Troubleshoot issues with the backup service

Backup failure

If the Backup service ever fails to create a backup from your compute instance, you should receive a ticket or alert notifying you of the failure. In some cases, the underlying issue can resolve itself. However, there may be an issue on your instance that needs to be addressed before the Backup service can be successfully used. Here are common reasons why a backup failure might occur:

  • Disk can't be mounted: If your disk is encrypted, formatted using an unsupported file system, or contains multiple partitions, the Backup service will not be able to mount your disk and perform a backup. We recommend reviewing our Backup limits and considerations and making sure your disk is compatible.

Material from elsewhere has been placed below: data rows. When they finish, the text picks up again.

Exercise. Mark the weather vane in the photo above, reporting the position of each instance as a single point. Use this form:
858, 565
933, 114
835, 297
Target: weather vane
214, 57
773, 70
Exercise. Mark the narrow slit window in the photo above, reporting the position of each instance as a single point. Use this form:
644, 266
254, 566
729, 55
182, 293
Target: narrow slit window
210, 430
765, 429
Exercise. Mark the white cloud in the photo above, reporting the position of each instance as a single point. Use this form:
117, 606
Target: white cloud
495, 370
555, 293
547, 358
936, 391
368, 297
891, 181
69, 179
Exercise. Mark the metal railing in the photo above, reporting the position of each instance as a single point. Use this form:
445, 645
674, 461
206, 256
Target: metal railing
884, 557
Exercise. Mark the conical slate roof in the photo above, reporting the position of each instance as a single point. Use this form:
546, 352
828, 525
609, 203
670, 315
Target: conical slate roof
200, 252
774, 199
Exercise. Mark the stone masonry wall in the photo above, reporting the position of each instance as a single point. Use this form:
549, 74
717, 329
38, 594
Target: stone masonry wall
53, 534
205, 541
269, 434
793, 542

  • Large number of files: The Backup service is file-based. Due to this, the overall number of files on your disk affects both the time needed for the backup and the success of that backup. There isn't a specific maximum number of files supported by the service. If you do notice that your backups are failing or taking a long time to run, we recommend auditing the number of files on your disk and considering ways to reduce the number of files. For more assistance, refer to the Too many files section below.

If you need help determining why your backups are failing, contact our Support team.

Disk won't boot after restoring from a backup

If you are restoring a single backup disk to your compute instance, then the new disk will have a different UUID than the original. When this happens, configuration files on the instance may still be referencing the old UUID of the original disk, instead of the new one, causing boot issues. If this is the case, you will likely see errors related to the UUID in your console when booting in Rescue mode:

ALERT!  UUID=xxxxx-xxxx-xxxx-xxxx-xxxxxxxxxxx does not exist.  Dropping to a shell!

To fix this error, you will need to boot into Rescue mode and edit your /etc/fstab file to account for the new UUID. This can be done in the following steps:

  1. Follow the instructions for Booting into rescue mode using our Rescue and Rebuild guide. Once you have successfully completed step 4 in the section to Change root, proceed to the next step.

  2. Enter the following command to obtain the UUID of your current disk:

    blkid
    

    Output will resemble the following:

    /dev/sda: UUID="ecfd4955-9ce6-44ad-a8e4-275d5ac13ffc" TYPE="ext4"
    

    Copy only the string surrounded by the quotation marks defining the UUID field in the output to use in the next step.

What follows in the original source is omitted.